Our beloved government has announced changes to the tribunal system. Allow me to explain.

Many many years ago the idea got around that there were far too many courts and they were far too complicated for the common man to follow. So tribunals were invented and were meant to be lawyer free to make the whole process a lot simpler. At first there was one tribunal, but they liked them so much they decided to have another and then another. These days tribunals are all over the place for all sorts of subjects.

The government now says there are far too many tribunals about, and wants to bring them all together with just one tribunal. It will consist of a first tier tribunal and an upper tribunal. Each of these tribunals will be split into chambers. There will be five chambers in the first tier and if you want to appeal from a decision of any of these chambers you will then go to one of the three upper tribunal chambers. So that's all very clear then!

Instead of having, for example, a tax tribunal, like we have nowadays, there will now be a tax chamber of the single unified tribunal. Easy. You don't think so? Well you must be wrong because this is what the government says, and their press release makes clear that these changes are designed to 'make the process easier for the public to understand'.

In reality lawyers appear just as much at tribunals as they do at court and therefore they are just as complicated. If I peer into my crystal ball I believe that in a few years from now some bright spark will look at this 'unified' tribunal system and say “why is it that we've got this tribunal system here and that court system over there. Why are there two?

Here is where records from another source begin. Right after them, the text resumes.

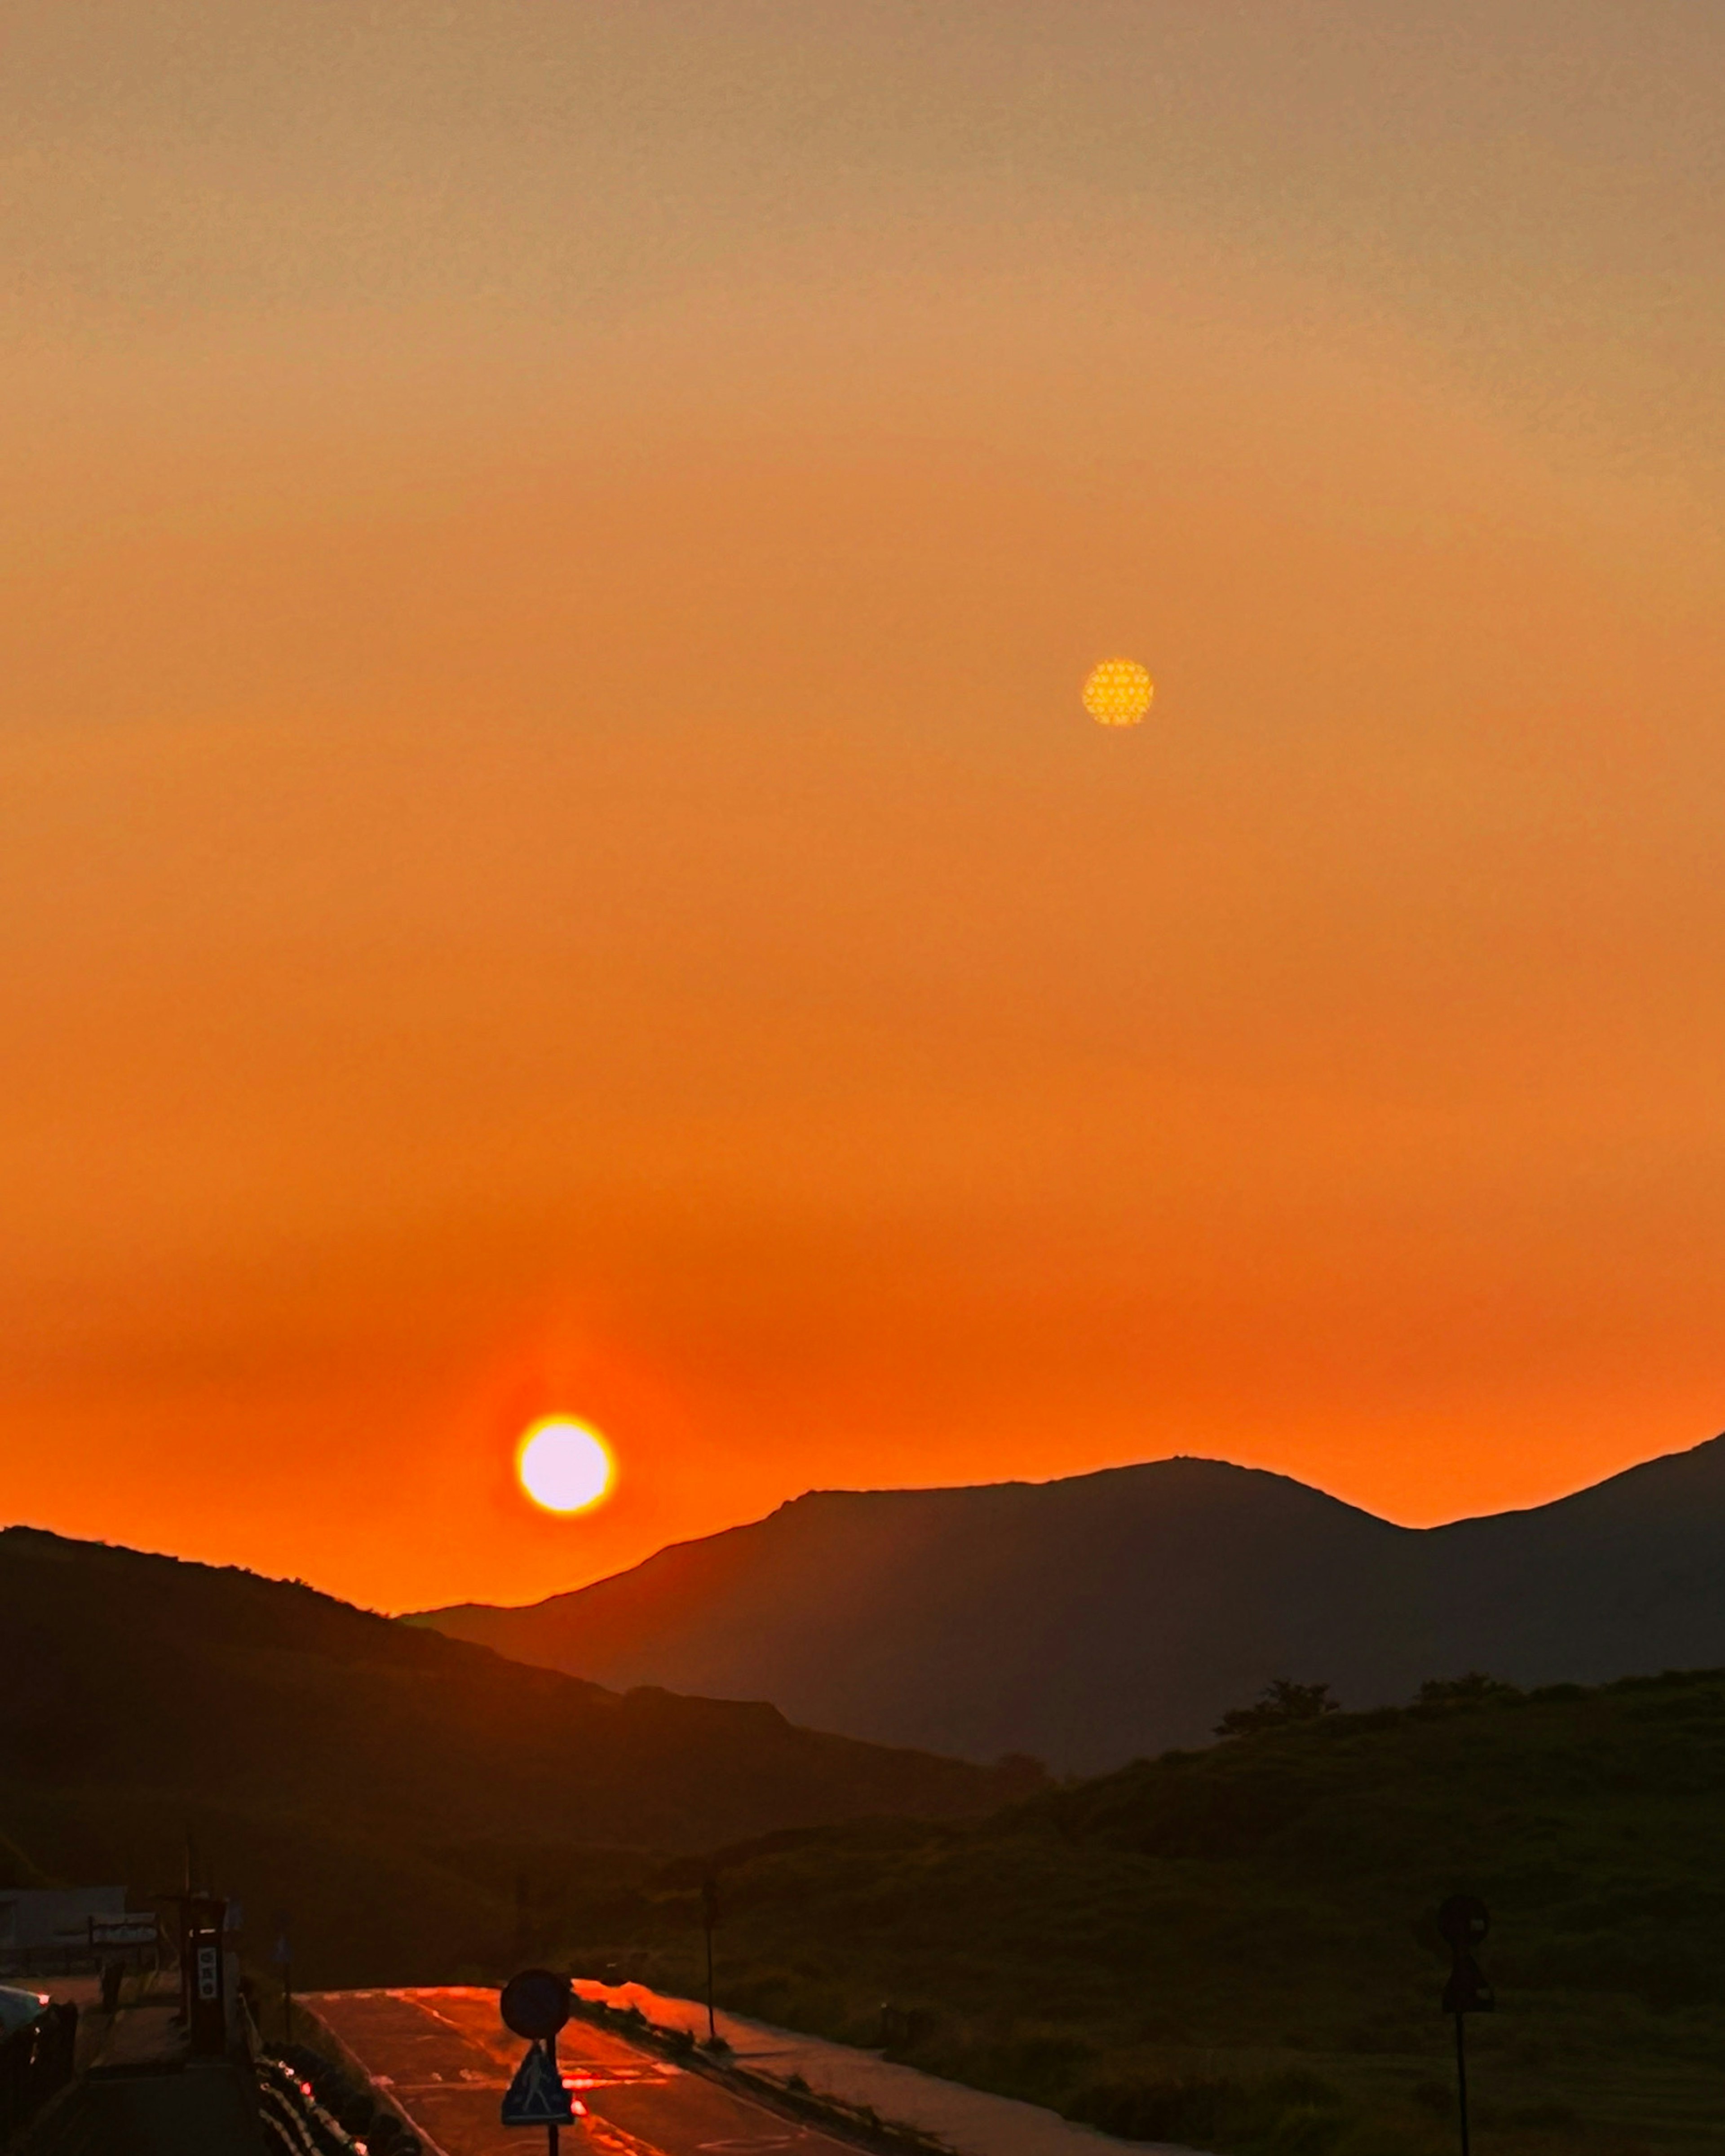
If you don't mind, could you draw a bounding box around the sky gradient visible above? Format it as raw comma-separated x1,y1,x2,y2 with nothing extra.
5,3,1725,1611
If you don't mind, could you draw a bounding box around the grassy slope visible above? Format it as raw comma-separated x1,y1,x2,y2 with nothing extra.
534,1672,1725,2156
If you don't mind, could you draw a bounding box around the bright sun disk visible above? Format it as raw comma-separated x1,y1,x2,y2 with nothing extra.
517,1419,613,1514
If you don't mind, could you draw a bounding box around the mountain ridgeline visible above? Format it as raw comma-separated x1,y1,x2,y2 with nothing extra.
413,1436,1725,1772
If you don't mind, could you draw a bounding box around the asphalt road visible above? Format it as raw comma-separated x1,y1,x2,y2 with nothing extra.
305,1989,860,2156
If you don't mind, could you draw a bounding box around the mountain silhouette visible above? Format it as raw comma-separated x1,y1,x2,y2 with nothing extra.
0,1526,1039,1982
413,1436,1725,1772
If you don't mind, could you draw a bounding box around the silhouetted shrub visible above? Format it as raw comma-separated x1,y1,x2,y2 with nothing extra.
1075,2074,1238,2141
1416,1671,1517,1707
1074,2068,1346,2149
1214,1679,1339,1739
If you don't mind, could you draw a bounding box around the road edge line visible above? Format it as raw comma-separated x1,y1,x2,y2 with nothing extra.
294,1998,461,2156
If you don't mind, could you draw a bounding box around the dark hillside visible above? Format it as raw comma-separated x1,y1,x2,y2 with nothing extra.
416,1437,1725,1771
556,1669,1725,2155
418,1458,1419,1770
0,1527,1036,1984
1424,1436,1725,1676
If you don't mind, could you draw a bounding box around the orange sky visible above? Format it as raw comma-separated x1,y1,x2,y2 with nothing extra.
5,4,1725,1611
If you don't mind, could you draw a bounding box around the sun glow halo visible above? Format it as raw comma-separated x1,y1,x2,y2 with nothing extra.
516,1419,613,1515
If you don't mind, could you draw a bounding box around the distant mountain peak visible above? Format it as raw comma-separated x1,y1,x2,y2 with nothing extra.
412,1435,1725,1774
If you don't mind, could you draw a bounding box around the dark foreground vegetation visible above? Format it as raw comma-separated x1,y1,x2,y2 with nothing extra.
534,1670,1725,2156
9,1523,1725,2152
0,1526,1035,1984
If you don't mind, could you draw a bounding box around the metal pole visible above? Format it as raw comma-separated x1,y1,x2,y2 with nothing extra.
180,1832,195,2032
1454,2011,1470,2156
705,1915,715,2045
177,1898,191,2030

Why don't we just put them together, and save a load of faff”? So we'll put them back together and end up back where we started with one court system.

Looking even further to the future, somebody will eventually say “isn't it awful how complicated the courts are, we really should invent something that's nice and straightforward that the common man can understand”. No doubt a committee will ponder the matter, and then invent something new. How about tribunals?

All this of course in the cause of 'making the process easier for the public to understand'. What we really need to do is to take the bull by the horns and completely reform the whole Legal System to make it more straightforward. After all the law was created for the people, the average man or woman in the street and not for lawyers. I believe that is where the complexity and confusion really lies.